(2022)科研成果概要22K12314

科学研究費基盤C(22K12314)は、2022年度から3年間のプロジェクト計画の研究であり、従前の研究18H03344の研究を継承・継続的に研究を進めつつ、範囲を絞った展開研究と位置付けている。当該研究としては、2022年度は初年度であるが、研究の目的、副課題と合わせて、初年度の対外発表等の実績を概説する。

1.研究のねらい

チームスポーツの戦術分析は、その結果としての勝敗に着目して、競争性の観点を中心に様々な研究がなされてきたが、学習支援の観点で取り組まれている研究は多くない。本研究では、チームスポーツにおける個々のスキル学習、特に認知スキルに着目しつつ、それがチームとして機能するための学習支援環境を設計・構築する。そのため、空間認知変換機構、戦術高度化、数理モデルといった三つの副課題観点から研究を進めている。以下では、後述した発表文献毎の成果について、詳細は文献に任せることとして、その概説を行う。

■発表文献毎の成果概要

(PR-1, NR-1) 

1.トラッキング要素技術開発

単一のカメラで撮影したゲーム映像には、多数のプレイヤーが敵味方入り乱れて同時に映り込んでいる。その状況下で、既存のマルチオブジェクトトラッキング技術を適用したマルチプレイヤートラッキングに際しては、バウンディングボックスに基づくトラッキングには、オクルージョンによるトラッキングからの外れ対応やスムージングといった工夫が求められる。また、一般の二階席等からのカメラ映像はコートに対して、斜め上からの撮影を前提とすることになるため、トラッキング処理の後の二次元座標系への変換時には、その補正が求められる。さらには、バスケットボールにおいては高く飛ぶジャンプによる鉛直方向への上下運動が顕著に表れ、それにより座標変換時に大きく位置がずれることになる。そこで、このような幾つかの共通・特殊な課題に対して、技術的な対策処理を導入し、バスケットボールに特化したマルチプレイヤートラッキング技術を開発した。

2.学習支援技術開発

もともと二次元座標データが、高精度な専門のトラッキングツールで抽出されてたとしても、学習支援機能は装備されていない。上記の要素技術として、安価にプレイヤーのトラッキングができたとしても同様である。そこで、二次元座標系での移動データが得られた際には、それを活用した戦術学習の機能およびその実現環境が求められる。
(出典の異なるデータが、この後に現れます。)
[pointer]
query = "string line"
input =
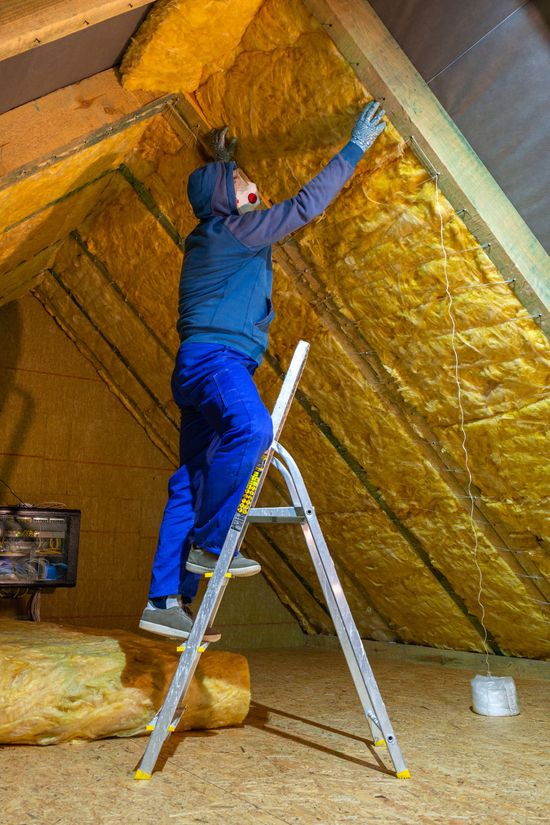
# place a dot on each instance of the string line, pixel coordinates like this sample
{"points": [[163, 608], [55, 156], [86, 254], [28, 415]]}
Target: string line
{"points": [[462, 422]]}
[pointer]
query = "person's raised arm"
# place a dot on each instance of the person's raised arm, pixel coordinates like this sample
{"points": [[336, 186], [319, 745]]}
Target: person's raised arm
{"points": [[266, 227]]}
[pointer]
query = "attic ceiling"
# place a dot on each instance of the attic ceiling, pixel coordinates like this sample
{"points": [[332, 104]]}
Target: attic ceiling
{"points": [[95, 228]]}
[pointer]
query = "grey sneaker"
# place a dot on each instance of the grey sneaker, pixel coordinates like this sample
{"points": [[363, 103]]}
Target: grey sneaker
{"points": [[201, 561], [175, 622]]}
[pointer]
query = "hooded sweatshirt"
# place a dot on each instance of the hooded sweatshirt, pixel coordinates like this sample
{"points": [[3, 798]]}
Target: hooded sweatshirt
{"points": [[226, 277]]}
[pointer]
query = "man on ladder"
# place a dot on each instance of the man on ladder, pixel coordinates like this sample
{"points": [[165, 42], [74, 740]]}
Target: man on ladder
{"points": [[224, 314]]}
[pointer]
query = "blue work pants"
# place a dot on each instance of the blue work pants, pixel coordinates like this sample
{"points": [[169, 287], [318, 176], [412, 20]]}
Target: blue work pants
{"points": [[225, 428]]}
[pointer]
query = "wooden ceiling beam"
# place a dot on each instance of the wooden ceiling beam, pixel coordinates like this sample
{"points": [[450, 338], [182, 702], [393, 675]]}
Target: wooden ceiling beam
{"points": [[387, 73], [26, 24], [38, 129]]}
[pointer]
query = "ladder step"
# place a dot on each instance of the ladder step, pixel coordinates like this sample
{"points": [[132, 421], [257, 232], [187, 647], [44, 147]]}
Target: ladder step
{"points": [[277, 515], [200, 649]]}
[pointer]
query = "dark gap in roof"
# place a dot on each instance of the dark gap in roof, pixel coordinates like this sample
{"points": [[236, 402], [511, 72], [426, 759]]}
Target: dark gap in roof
{"points": [[32, 74]]}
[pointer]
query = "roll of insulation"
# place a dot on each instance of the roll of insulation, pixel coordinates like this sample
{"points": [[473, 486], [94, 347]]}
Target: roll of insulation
{"points": [[494, 696]]}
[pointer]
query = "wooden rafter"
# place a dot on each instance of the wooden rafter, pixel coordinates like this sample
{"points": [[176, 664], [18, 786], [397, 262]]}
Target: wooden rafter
{"points": [[387, 73], [26, 24]]}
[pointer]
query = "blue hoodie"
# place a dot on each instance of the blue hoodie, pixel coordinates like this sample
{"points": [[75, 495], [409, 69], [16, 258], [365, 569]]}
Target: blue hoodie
{"points": [[225, 286]]}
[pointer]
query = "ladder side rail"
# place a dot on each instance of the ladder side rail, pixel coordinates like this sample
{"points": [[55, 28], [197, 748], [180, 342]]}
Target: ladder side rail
{"points": [[214, 592], [341, 632], [334, 594], [181, 679]]}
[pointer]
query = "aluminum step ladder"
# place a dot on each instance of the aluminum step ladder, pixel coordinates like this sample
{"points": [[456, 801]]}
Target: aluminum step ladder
{"points": [[302, 512]]}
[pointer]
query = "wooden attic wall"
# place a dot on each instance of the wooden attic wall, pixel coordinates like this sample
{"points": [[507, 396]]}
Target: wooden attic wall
{"points": [[393, 507]]}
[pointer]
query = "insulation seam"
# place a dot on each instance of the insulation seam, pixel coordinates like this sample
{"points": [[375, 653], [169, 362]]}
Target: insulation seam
{"points": [[59, 200], [359, 472], [103, 270], [360, 588], [148, 200], [340, 326]]}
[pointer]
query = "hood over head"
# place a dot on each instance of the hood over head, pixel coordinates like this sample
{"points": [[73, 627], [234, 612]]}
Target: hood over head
{"points": [[211, 190]]}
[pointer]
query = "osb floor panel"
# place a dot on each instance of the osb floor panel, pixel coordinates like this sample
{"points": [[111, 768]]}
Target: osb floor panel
{"points": [[308, 766]]}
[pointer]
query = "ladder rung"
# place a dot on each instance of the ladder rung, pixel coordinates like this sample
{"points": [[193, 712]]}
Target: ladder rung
{"points": [[200, 649], [274, 515]]}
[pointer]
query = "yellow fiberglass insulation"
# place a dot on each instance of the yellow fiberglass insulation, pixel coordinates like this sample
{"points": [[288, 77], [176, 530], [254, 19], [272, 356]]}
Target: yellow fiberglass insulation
{"points": [[183, 41], [58, 684], [292, 99]]}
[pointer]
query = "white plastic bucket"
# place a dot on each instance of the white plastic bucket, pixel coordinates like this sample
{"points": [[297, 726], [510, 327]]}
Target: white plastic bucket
{"points": [[494, 696]]}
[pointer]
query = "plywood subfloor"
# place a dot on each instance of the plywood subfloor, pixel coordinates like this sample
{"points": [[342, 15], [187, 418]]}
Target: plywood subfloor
{"points": [[300, 759]]}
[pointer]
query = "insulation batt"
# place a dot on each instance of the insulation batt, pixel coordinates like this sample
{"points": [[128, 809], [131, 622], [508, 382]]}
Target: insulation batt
{"points": [[59, 684], [376, 253]]}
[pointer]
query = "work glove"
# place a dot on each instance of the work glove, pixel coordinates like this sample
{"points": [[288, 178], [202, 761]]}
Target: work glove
{"points": [[221, 148], [368, 126]]}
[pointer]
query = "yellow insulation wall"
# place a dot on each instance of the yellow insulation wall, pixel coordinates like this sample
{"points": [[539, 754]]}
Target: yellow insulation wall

そこで、本研究では、既存の戦術自動抽出の研究を元に、今回のトラッキングデータに合わせて基本戦術の抽出機能を一部移植した。これにより、適用戦術に関する設問や予測に関する設問が提供できる環境が整ったことになる。

(PR-2, NR-2)

3.個人の認知スキル学習

チームの戦術実現性を高めるには、そのチームを構成する個々のプレイヤーが、戦術理解したことを前提としても、プレイヤとしての認知スキルを高めねば実現困難になる。また、認知スキルは、チーム戦術のみならず、個人プレイとしても必須であるため、本課題の中で、その注視点に関する研究に取り組んだ。これは、前プロジェクトからの継承・発展課題である。本研究では、対峙する相手プレイヤー一人に対する視点位置の学習だけでなく、マルチプレイヤー環境としては、複眼的な注視対象に注意を払う必要がある。そこで、複合現実環境(MR)を用いて、視線による中心視野だけでなく、ハンドトラッキングを導入して、中心視点に加えて、他の注意点を明示できる環境を構築した。この環境を用いると、エキスパートとノービスの間での、中心視座と周辺視の中にある注意対象の二つの情報を比較することができるようになった。

■Achievemet-Paper List

(査読付:PR)

  1. Kenji Matsuura, Kota Jobe, Hiroki Tanioka, Hironori Takeuchi and Tetsushi Ueta : Performed-Tactics Detection of a Basketball Match using Multi-Object Tracking Technology Applicable for a Movie, Proceedings of SITE2023, US, Mar. 2023.
  2. Kenji Matsuura, Hiroki Tanioka, Stephen Karungaru, Tomohito Wada, Naka Gotoda : Double-sided design for reinforcing private training of basketball with an advanced imagery opponent, IJLTLE, Vol.6, No.1, 2023 (Accepted, InPress).

(査読無:NR)

  1. 条辺 康太, 竹内 寛典, 松浦 健二 : バスケットボールの実映像からのプレイヤトラッキングによる基本戦術理解支援, 教育システム情報学会学生研究発表会, 231-232, 2023年3月.
  2. 山岡 凛, 竹内 寛典, 松浦 健二 : MR環境を活用したバスケットボールの着眼点の改善支援,
    教育システム情報学会学生研究発表会, 229-230, 2023年3月.